La pace sottoscritta tra Armenia e Azerbaigian sotto gli auspici della Russia in Nagorno Karabakh sta aprendo altri vasi di Pandora. Probabilmente era inevitabile visto che in poche settimane sono stati rimessi in discussione equilibri geopolitici che si erano cristallizzati lungo un trentennio.

Ieri con una mossa che ha spiazzato il Cremlino, la Turchia ha deciso di inviare dei propri contingenti militari in Azerbaigian. Il Cremlino ha glissato parlando di «affari interni tra i due paesi» ma a Mosca la mossa non è piaciuta dopo che già qualche giorno fa Ankara aveva annunciato la futura presenza anche di propri osservatori nell’enclave, smentita con un certo fastidio da Putin in persona.

Quello che preoccupa di più Erdogan e Aliyev è la resistenza che la popolazione di origine armena sta promuovendo nel Karabakh e che potrebbe portare a una rimessa in discussione della pace raggiunta.

I reportage del corrispondente della tv russa Dozd Alexey Korostelev sull’esodo della popolazione di origine armena che abbandona in questi giorni le tre regioni che erano sotto il controllo armeno (Kelbajar, Aghdam e Lachi) e che passeranno in mano all’Azerbaigian, raccontano più che di un mesto abbandono o una fuga disordinata, di una ritirata che lascia solo terra bruciata dietro di sé.

Nei video si vedono le famiglie di queste regioni che sistematicamente, prima di andarsene, bruciano le loro case, uccidono intere mandrie di bestiame, abbattono gli alberi. Alcune di esse andranno a Stepanakert che attende ancora di avere uno statuto, altre si dirigono verso l’Armenia, ma soprattutto prendono la via della Russia dove esistono maggiori possibilità di trovare lavoro.

Il primo dicembre qui arriveranno gli sfollati azeri della guerra degli anni ‘90 e dovranno rimboccarsi le maniche e iniziare da capo: finale terribile di una guerra che potrebbe avere ancora appendici.

Intanto a Erevan, inevitabilmente, si consuma la resa dei conti tra i sostenitori del primo ministro Nikol Pashynian e le opposizioni. Pashinyan, dopo aver evitato la roulette del voto sul suo impeachment in parlamento, vuole resistere a tutti i costi.

Ieri ha dato il benservito al ministro degli esteri Mnatsakanyan accusato di aver tentato, durante la trattativa con l’Azerbaigian, di cedere al nemico parte dei territori già persi nel conflitto e nelle prossime ore intenderebbe licenziare altri ministri frondisti. Tuttavia il rischio principale è che il paese scivoli verso una guerra civile strisciante.

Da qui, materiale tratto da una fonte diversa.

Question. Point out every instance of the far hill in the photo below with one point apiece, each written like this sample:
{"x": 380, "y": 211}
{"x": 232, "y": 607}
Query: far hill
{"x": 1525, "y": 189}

L’opposizione continua a tenere la piazza e chiedere le sue dimissioni ma i sostenitori del governo sostengono che non esiste un vero movimento anti-governativo: si tratterebbe perlopiù di gente portata in piazza in cambio di denaro.

Un po’ paradossale come accusa, visto che la «rivoluzione di velluto» del 2018 che aveva portato al potere Pashinyan era stata definita «arancione» e eterodiretta dai suoi detrattori.

«Il governo armeno non esistono più!», ha detto ai giornalisti, durante la marcia anti-Pashinyan, Artur Vanetsyan, ex capo del Servizio di sicurezza nazionale, leader del partito di opposizione Patria. Vanetsyan non esclude che ci saranno dei tentativi della polizia nei prossimi giorni di arrestate il premier.

«Pashinyan non si affida più alle forze dell’ordine, ma ripone le sue speranze su bande armate con l’aiuto delle quali cerca di frenarci», ha gridato alla folla Vanetsyan.

Ma è l’esercito che infine deciderà il destino politico dell’Armenia: grandi manovre, di Mosca ma anche di Bruxelles, sarebbero in corso intorno a esso.